Version 1.6.2.1 supports the schema for OJS 3.3. (tested with OJS 3.3.0-18, Dec 2024)
The tool was originally created for "in-house use" at the Federation of Finnish Learned Societies (https://tsv.fi). The current version consitutes a major revision and includes new features. Feel free to use and develop further. This repo replaces the original repo at https://github.com/ajnyga/tsvConverter which is no longer maintained.
This tool requires PHP 8.2 or greater.
Download and unzip the tsvConverter.
Install PHP ext-zip: apt-get install php-zip
Make sure you can run php from command line.

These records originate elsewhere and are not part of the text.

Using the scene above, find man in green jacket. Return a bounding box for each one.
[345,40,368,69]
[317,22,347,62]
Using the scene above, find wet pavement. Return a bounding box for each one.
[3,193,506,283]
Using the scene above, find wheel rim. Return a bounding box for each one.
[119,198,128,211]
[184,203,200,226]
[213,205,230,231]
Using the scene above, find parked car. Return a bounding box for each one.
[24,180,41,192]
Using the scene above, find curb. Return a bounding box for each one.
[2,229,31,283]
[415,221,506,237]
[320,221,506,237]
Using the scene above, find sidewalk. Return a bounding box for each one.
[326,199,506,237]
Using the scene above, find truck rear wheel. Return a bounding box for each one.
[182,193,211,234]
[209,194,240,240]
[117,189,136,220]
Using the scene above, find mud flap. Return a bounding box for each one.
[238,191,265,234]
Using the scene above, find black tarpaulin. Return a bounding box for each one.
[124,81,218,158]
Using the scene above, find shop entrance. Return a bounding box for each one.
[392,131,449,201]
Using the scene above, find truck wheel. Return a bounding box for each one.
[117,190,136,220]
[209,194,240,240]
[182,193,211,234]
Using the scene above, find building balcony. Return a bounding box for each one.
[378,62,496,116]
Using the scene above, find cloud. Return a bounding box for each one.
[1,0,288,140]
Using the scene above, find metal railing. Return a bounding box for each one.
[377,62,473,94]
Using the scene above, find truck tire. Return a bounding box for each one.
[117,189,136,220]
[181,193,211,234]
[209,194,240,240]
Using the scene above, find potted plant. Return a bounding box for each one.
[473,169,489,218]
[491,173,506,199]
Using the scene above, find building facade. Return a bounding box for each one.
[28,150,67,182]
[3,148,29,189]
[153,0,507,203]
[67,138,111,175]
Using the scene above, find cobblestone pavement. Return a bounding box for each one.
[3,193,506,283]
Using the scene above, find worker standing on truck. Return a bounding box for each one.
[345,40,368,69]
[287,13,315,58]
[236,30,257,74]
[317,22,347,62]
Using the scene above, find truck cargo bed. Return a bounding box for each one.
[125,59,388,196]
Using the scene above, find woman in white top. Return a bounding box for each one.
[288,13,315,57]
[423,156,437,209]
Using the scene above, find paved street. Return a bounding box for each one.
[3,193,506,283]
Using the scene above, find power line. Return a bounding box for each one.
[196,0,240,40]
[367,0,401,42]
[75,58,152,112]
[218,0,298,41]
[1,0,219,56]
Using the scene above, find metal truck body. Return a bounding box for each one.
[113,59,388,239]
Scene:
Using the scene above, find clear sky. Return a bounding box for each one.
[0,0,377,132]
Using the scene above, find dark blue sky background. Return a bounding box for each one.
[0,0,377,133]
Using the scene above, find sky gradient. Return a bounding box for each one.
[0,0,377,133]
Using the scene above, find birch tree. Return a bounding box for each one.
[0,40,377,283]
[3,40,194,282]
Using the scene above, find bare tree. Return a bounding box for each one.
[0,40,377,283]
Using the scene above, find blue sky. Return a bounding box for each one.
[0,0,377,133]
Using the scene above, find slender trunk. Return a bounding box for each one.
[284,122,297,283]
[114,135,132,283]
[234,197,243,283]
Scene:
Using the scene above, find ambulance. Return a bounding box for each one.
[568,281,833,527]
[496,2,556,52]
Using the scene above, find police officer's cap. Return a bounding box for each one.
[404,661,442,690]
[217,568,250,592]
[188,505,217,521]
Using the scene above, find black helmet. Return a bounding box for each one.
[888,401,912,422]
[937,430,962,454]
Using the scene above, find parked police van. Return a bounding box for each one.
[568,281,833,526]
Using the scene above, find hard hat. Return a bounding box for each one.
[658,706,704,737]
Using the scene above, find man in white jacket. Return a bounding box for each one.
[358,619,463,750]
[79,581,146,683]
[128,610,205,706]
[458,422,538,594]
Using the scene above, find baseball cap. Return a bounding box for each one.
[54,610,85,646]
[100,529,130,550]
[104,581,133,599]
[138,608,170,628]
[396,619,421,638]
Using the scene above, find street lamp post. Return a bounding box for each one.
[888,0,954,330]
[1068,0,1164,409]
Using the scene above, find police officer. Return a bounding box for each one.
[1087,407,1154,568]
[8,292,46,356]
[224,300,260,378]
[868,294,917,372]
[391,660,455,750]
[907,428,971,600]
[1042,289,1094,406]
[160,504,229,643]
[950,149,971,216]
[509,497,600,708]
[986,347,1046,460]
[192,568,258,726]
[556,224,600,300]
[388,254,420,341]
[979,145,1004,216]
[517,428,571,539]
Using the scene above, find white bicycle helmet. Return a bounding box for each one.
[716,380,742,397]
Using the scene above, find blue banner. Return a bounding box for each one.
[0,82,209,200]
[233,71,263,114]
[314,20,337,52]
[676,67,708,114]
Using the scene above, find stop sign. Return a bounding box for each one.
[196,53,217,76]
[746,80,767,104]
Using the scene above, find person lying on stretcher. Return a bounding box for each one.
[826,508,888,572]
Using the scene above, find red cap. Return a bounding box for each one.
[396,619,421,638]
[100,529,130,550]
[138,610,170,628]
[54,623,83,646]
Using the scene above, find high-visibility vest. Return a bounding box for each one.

Go to the tsvConverter folder and install or update dependencies via Composer (https://getcomposer.org/). The conversion tool uses https://github.com/PHPOffice/PhpSpreadsheet for reading sheets.
composer install
Before importing the created data to your production server, you should try to import the data to a test environment to ensure that the created XML files work as expected.
Usage:
php convert.php [options] -x <xlsx filename> -f <files folder name>
Options:
[--defaultLocale | -l] <4-digit locale code>
[--onlyValidate | -v]
Convert:
php convert.php -x sheetFilename -f filesFolderName
Only validate by adding -v:
php convert.php -x sheetFilename -f filesFolderName -v
- Create an Excel file containing the article data. See the details below and the "exampleMinimal.xlsx" and "exampleAdvanced.xlsx" files. The metadata of each article is in one row. The order of the columns does not matter.
- Move the Excel file to the same folder as the conversion script. Move the full text files to a folder, for example "exampleFiles", below the conversion script.
- Verify default values set in the file
config.ini
. In particular defaultLoacle (if not set via cli) and defaultUserGroupRef (see below). - Run
php convert.php -x exampleMinimal.xlsx -f exampleFiles
Note that simple fields like, e.g. can be added as columns to the excel sheet and will be converted to appropriate XML tags even if not listed in the tables below (see Advanced usage below).
The defaultUserGroupRef
must be set in the file config.ini
and needs to be compatible with the one used in your system (in the primary locale). Note that some journals (even with English as their primary language) may have a proprietary name for this group.
For larger imports it might be necessary to temporarily increase your OJS servers “post_max_size” and “upload_max_filesize” in your php.ini.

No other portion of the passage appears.